Allo Communications and NextLink are just the latest to enter the Norfolk market, following Rise Broadband a few years back and joining Sparklight, a mainstay in the city.

Allo has been installing fiber optic cables to run from the street directly to homes that are designed to reduce the chance of significant speed decreases, service blips and unreliable connections. NextLink is building more towers around the city. U.S. Cellular also is boosting coverage with 21 new VoLTE cell towers in Nebraska communities with fewer than 2,000 people. VoLTE cell sites provide customers with new features, such as HD calling and simultaneous voice and data usage.
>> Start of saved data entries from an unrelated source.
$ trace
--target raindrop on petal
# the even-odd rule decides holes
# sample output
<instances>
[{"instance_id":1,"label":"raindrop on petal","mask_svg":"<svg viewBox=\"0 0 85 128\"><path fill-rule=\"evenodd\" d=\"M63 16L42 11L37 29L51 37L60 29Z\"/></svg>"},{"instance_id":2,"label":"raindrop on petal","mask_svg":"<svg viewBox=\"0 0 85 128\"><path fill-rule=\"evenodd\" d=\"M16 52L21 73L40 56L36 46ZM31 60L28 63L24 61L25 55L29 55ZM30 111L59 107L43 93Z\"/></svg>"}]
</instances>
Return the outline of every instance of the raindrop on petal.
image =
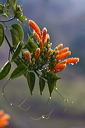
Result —
<instances>
[{"instance_id":1,"label":"raindrop on petal","mask_svg":"<svg viewBox=\"0 0 85 128\"><path fill-rule=\"evenodd\" d=\"M74 65L74 63L71 63L71 65Z\"/></svg>"}]
</instances>

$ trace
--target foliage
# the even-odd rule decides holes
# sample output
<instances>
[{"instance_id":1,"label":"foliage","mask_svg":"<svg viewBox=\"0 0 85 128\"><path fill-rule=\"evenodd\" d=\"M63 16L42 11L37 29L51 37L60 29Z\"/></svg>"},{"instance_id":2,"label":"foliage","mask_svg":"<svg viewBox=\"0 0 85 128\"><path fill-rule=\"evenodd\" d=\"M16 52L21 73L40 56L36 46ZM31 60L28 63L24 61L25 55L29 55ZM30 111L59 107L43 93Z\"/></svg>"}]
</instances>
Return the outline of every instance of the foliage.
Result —
<instances>
[{"instance_id":1,"label":"foliage","mask_svg":"<svg viewBox=\"0 0 85 128\"><path fill-rule=\"evenodd\" d=\"M11 24L7 26L6 22L17 19L20 23L25 24L27 18L23 15L22 8L17 4L16 0L7 0L5 4L0 3L0 46L4 43L4 39L9 46L8 60L6 64L0 70L0 80L4 79L11 71L12 63L15 63L17 67L11 73L7 80L7 83L11 80L23 75L27 79L28 87L31 95L35 87L36 75L39 78L40 94L45 88L47 83L49 96L52 96L53 90L56 90L56 83L60 77L56 73L64 70L67 64L77 63L79 58L69 58L71 52L69 48L63 48L63 44L58 45L55 49L52 49L52 43L50 42L50 36L47 33L47 29L40 30L39 26L33 21L29 20L28 25L33 29L32 35L27 35L27 42L24 41L24 30L20 24ZM5 20L2 18L5 17ZM11 34L12 44L8 41L5 29L8 29ZM62 49L63 48L63 49ZM7 84L6 83L6 84ZM10 102L4 93L5 99ZM57 90L56 92L65 99ZM26 99L18 106L26 101ZM66 100L66 102L68 102ZM50 114L48 114L49 117ZM47 115L45 115L47 117Z\"/></svg>"}]
</instances>

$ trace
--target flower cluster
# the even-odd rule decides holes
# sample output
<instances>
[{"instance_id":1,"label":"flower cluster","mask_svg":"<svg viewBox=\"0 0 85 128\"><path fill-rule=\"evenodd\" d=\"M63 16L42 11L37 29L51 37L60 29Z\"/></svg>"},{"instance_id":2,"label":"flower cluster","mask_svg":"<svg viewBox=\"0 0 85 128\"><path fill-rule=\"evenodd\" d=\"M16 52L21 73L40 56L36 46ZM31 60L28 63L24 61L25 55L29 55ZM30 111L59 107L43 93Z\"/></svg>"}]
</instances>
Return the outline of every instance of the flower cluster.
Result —
<instances>
[{"instance_id":1,"label":"flower cluster","mask_svg":"<svg viewBox=\"0 0 85 128\"><path fill-rule=\"evenodd\" d=\"M8 120L10 115L5 114L3 110L0 110L0 128L3 128L9 124Z\"/></svg>"},{"instance_id":2,"label":"flower cluster","mask_svg":"<svg viewBox=\"0 0 85 128\"><path fill-rule=\"evenodd\" d=\"M79 62L79 58L67 58L71 55L71 51L69 48L63 48L63 44L59 44L55 49L52 49L52 43L50 43L50 36L47 33L47 29L43 28L40 30L39 26L33 21L29 20L28 24L33 29L33 36L37 42L37 48L35 50L34 55L32 55L29 51L25 51L26 60L36 67L40 68L40 70L44 70L47 72L58 73L66 68L67 64L73 64ZM36 66L37 65L37 66ZM47 69L47 70L46 70Z\"/></svg>"}]
</instances>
Building broadband infrastructure is incredibly expensive, and public investment will ultimately be needed for many smaller rural markets. The Nebraska Remote Broadband Access Grant program achieves an appropriate balance between private investment and government support and will spur economic development in these communities.

Outside Norfolk, more than $29.5 million in funding under the program is targeted toward areas where high-speed internet service is nonexistent or subpar. That includes Northeast and North Central Nebraska, where the grants will offer more than 5,500 housing units the ability to subscribe to broadband internet service in such towns as Atkinson, Creighton, Ainsworth and O’Neill.

While all this is good news for economic development, this changing landscape also is offering more competition among broadband providers — and more options for consumers. That’s a win for everyone.